Le groupe de Safiratu s’enfuit toujours plus loin, à Madagali. De là, il grimpe sur les collines et aboutit enfin au Cameroun, à Tur. Là, les réfugiés se rendent dans l’église pour demander de l’aide au pasteur. Mais ce dernier veut d’abord s’assurer qu’il a vraiment affaire à des chrétiens en fuite. « C’est pourquoi il a exigé de nous que nous récitions le Notre-Père, ce que nous avons fait immédiatement. » Finalement, il leur accorde un abri pour quelques jours, jusqu’à ce que des soldats les emmènent dans la ville de Mazagawe, où se trouvent de nombreuses autres personnes en fuite devant Boko Haram.

Quelle immense joie et quel soulagement lorsque Safiratu y retrouve, après quatre semaines de séparation, son mari et ses enfants ! Ces derniers s’étaient cachés sur la montagne Zalivda quand ils ont constaté que Safiratu ne rentrerait pas de Gawa. De là, ils ont continué leur fuite vers Mazagawe. « Dans la période où ils se cachaient dans la montagne, mon mari s’est risqué à Gawa. Il y a retrouvé notre maison totalement détruite. Les rues du village étaient parsemées de cadavres. »

Avec l’aide de l’armée, la famille à nouveau réunie est arrivée avec les vingt-trois autres réfugiés dans le camp de réfugiés de Yola (Adamawa). « Mais là, on ne nous traitait pas très bien. Nous avons alors appris qu’à Jos, il existait un camp pour chrétiens », explique Safiratu. En mars 2015, son mari s’y rend d’abord tout seul. Deux mois plus tard, son épouse le suit avec trois de leurs enfants. Les six autres enfants sont emmenés auprès de parents à Maiduguri et à Abuja.

Ses enfants manquent à Safiratu.
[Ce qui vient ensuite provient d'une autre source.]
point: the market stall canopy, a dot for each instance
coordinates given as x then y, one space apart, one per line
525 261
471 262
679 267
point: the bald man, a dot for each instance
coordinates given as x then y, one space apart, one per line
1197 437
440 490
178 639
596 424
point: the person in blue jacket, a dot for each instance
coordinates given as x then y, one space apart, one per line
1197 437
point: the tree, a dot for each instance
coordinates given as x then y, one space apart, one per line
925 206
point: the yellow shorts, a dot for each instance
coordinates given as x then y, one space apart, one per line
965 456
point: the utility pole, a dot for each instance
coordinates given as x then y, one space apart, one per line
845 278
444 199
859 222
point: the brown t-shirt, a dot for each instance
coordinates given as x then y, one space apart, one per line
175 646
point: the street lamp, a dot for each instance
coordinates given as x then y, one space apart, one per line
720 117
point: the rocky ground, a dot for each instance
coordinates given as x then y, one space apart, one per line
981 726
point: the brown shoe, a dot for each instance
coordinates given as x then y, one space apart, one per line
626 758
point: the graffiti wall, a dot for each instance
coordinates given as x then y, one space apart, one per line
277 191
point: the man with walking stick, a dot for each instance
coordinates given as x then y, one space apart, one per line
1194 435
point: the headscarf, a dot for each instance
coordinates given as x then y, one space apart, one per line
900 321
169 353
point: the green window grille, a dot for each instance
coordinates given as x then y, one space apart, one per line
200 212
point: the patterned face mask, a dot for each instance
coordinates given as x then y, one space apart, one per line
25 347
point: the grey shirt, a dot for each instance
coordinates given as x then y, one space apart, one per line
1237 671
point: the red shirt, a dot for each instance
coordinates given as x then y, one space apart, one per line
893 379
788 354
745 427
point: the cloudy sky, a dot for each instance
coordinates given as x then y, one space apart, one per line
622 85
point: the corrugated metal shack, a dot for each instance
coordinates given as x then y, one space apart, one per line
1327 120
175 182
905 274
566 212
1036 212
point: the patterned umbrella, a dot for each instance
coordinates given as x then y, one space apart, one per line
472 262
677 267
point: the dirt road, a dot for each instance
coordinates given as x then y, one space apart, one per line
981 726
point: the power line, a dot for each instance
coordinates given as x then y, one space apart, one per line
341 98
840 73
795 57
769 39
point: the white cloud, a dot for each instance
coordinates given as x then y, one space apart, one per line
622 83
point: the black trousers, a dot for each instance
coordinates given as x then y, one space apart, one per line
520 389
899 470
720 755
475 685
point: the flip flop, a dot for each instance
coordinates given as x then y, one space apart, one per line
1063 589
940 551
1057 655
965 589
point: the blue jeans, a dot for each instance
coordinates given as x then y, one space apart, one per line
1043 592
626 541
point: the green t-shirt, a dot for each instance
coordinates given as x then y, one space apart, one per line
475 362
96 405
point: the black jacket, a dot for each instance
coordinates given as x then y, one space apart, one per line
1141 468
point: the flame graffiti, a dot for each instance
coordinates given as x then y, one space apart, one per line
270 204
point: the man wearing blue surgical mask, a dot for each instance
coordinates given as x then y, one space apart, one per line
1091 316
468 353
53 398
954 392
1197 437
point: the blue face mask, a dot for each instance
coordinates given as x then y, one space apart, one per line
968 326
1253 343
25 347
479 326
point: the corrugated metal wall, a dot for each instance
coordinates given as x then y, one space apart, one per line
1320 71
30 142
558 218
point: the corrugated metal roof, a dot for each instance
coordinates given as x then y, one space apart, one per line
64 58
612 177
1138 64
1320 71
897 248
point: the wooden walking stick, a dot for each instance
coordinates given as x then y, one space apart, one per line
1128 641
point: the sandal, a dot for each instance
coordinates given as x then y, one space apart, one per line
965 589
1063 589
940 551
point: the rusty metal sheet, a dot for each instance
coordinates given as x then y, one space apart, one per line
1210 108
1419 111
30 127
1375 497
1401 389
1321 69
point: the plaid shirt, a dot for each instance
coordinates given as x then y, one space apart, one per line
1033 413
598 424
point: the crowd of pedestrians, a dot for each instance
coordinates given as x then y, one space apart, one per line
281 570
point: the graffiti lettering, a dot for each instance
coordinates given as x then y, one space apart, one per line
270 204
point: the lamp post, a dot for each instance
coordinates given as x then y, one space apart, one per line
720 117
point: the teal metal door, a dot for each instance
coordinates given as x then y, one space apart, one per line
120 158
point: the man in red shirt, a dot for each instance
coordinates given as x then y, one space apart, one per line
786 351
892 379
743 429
Mais il lui est impossible de s’en occuper, par manque de ressources. Pour l’instant, ils ont intérêt à vivre auprès de personnes de confiance. La scolarité de ses enfants préoccupe maintenant leur maman, mais elle se sent en sécurité dans le camp de réfugiés à Jos. CSI soutient l’école dans ce camp de réfugiés. À long terme, la famille de Safiratu veut rentrer dans sa patrie. « Je suis reconnaissant envers Dieu d’être encore en vie. Nous espérons maintenant que la paix reviendra à Gawa. Ainsi, nous pourrons rentrer et notre famille sera à nouveau réunie. »

Reto Baliarda


Les chrétiens se sentent en sécurité dans le camp de réfugiés

Le pasteur Mancha Darong, de la Stefanos Foundation, dirige le camp de réfugiés de Jos. À l’heure de l’entretien, 231 personnes vivent dans le camp, toutes fuyant Boko Haram. « C’est pourquoi la plupart des gens ici sont gravement traumatisés », explique le pasteur. De plus, nombre d’entre eux ont besoin de prise en charge médicale. La direction du camp achète donc des médicaments et veille à ce qu’une infirmière passe une fois par semaine auprès de chaque résidant. Des bénévoles assurent l’instruction des enfants dans l’école du camp.

À l’extérieur, la direction du camp soutient 600 autres victimes du djihad. En tout, plus de 5000 chrétiens chassés ont déjà passé par le camp de réfugiés de Jos, y compris quelques mères des filles enlevées à l’internat de Chibok. CSI apporte aussi un soutien financier au fonctionnement du camp.